Tuesday, October 23, 2018

HR 7076 Introduced – Electronically Controlled Breaks

Last week Rep. Herrera-Beutler introduced HR 7076, the Oil and Flammable Material Rail Transportation Safety Act. The bill would require DOT’s Pipeline and Hazardous Material Safety Administration (PHMSA) to re-instate 49 CFR 174.310 requirements for electronically controlled pneumatic (ECP) brakes on high-hazard flammable unit trains (HHFUT) operating in excess of 30-mph.

Those ECP requirements were removed by PHMSA in a final rule on September 25th, 2018. That action was required by Congress in §7311 of the FAST Act (PL 114-94, 129 Stat. 1601) after PHMSA published the new regulatory impact analysis (RIA) (.PDF Download) required by that act that showed that the costs of the ECP requirement significantly outweighed the benefits (see pgs 78-9 of the RIA).

Section 2 of the bill would nullify that rulemaking and return the ECP brake requirements to §174.310.

Moving Forward

Herrera-Beutler is not a member of the House Transportation and Infrastructure Committee to which this bill was assigned for consideration. This means that she is unlikely to have the influence necessary to have the bill considered in Committee.

There would be significant railroad opposition to this bill which means that it would likely draw major opposition in Committee and on the floor of the House if it were to make it that far. The bill is extremely unlikely to be considered in the 115th Congress and would not pass if it were.

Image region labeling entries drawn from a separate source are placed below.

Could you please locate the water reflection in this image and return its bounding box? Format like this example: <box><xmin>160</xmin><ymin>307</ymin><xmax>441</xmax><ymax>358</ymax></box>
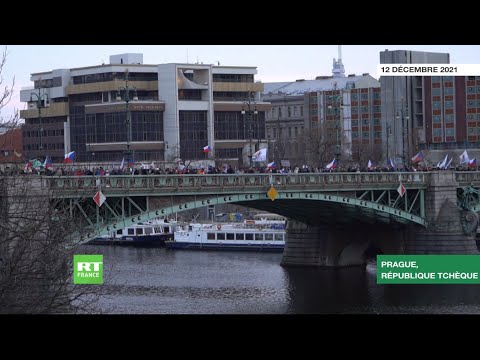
<box><xmin>85</xmin><ymin>246</ymin><xmax>480</xmax><ymax>314</ymax></box>
<box><xmin>285</xmin><ymin>267</ymin><xmax>370</xmax><ymax>314</ymax></box>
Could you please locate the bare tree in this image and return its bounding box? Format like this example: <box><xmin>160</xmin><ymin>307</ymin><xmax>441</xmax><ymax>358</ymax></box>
<box><xmin>298</xmin><ymin>122</ymin><xmax>345</xmax><ymax>168</ymax></box>
<box><xmin>0</xmin><ymin>47</ymin><xmax>109</xmax><ymax>313</ymax></box>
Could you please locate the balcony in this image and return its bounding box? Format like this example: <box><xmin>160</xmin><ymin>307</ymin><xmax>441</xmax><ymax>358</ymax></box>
<box><xmin>20</xmin><ymin>103</ymin><xmax>69</xmax><ymax>119</ymax></box>
<box><xmin>213</xmin><ymin>82</ymin><xmax>263</xmax><ymax>92</ymax></box>
<box><xmin>66</xmin><ymin>80</ymin><xmax>158</xmax><ymax>95</ymax></box>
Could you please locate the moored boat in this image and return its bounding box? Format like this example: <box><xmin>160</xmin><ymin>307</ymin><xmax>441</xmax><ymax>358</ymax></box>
<box><xmin>89</xmin><ymin>220</ymin><xmax>180</xmax><ymax>246</ymax></box>
<box><xmin>165</xmin><ymin>220</ymin><xmax>286</xmax><ymax>251</ymax></box>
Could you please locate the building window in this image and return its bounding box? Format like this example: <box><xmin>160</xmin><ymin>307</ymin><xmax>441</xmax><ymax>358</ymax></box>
<box><xmin>443</xmin><ymin>87</ymin><xmax>455</xmax><ymax>95</ymax></box>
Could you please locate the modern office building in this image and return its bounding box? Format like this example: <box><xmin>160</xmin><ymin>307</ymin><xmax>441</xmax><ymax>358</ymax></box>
<box><xmin>263</xmin><ymin>74</ymin><xmax>383</xmax><ymax>164</ymax></box>
<box><xmin>419</xmin><ymin>76</ymin><xmax>480</xmax><ymax>151</ymax></box>
<box><xmin>380</xmin><ymin>50</ymin><xmax>450</xmax><ymax>164</ymax></box>
<box><xmin>20</xmin><ymin>54</ymin><xmax>269</xmax><ymax>166</ymax></box>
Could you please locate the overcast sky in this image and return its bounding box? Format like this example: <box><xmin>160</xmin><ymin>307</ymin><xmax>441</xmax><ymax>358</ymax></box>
<box><xmin>0</xmin><ymin>45</ymin><xmax>480</xmax><ymax>119</ymax></box>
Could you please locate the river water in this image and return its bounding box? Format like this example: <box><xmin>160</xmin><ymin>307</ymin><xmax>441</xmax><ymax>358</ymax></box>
<box><xmin>87</xmin><ymin>246</ymin><xmax>480</xmax><ymax>314</ymax></box>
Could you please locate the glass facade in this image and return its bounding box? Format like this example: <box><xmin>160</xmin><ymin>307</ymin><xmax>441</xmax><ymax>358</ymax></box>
<box><xmin>70</xmin><ymin>106</ymin><xmax>164</xmax><ymax>162</ymax></box>
<box><xmin>214</xmin><ymin>111</ymin><xmax>265</xmax><ymax>140</ymax></box>
<box><xmin>178</xmin><ymin>111</ymin><xmax>209</xmax><ymax>161</ymax></box>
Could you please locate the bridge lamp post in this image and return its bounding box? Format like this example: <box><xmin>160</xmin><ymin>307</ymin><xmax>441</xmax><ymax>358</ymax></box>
<box><xmin>30</xmin><ymin>88</ymin><xmax>50</xmax><ymax>156</ymax></box>
<box><xmin>397</xmin><ymin>97</ymin><xmax>409</xmax><ymax>168</ymax></box>
<box><xmin>242</xmin><ymin>91</ymin><xmax>258</xmax><ymax>167</ymax></box>
<box><xmin>116</xmin><ymin>70</ymin><xmax>138</xmax><ymax>166</ymax></box>
<box><xmin>327</xmin><ymin>84</ymin><xmax>342</xmax><ymax>162</ymax></box>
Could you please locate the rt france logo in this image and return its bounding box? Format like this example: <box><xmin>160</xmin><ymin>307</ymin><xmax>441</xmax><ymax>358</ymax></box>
<box><xmin>73</xmin><ymin>255</ymin><xmax>103</xmax><ymax>285</ymax></box>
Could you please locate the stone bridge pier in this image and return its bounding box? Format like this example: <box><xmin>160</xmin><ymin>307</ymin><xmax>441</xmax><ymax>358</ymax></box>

This is an unusual bill to be proposed by a Republican, but her district is well known for its concern about the oil trains moving through the area, so the bill makes good sense from a campaign perspective in that district. I doubt that there is any downside in corporate support because of the introduction of this measure since the railroads would certainly understand that this bill will not go anywhere in this Congress.

1 comment:

Unknown said...

Before any further consideration is made for ECP brakes for flammable unit trains, someone should do a little testing to see how much effect that this braking system will have on product surge within the tank cars. It sounds nice that the unit train would be able to stop quicker, but testing really needs to be performed to see if product surge has a more detramental effect to the train it stops so quickly.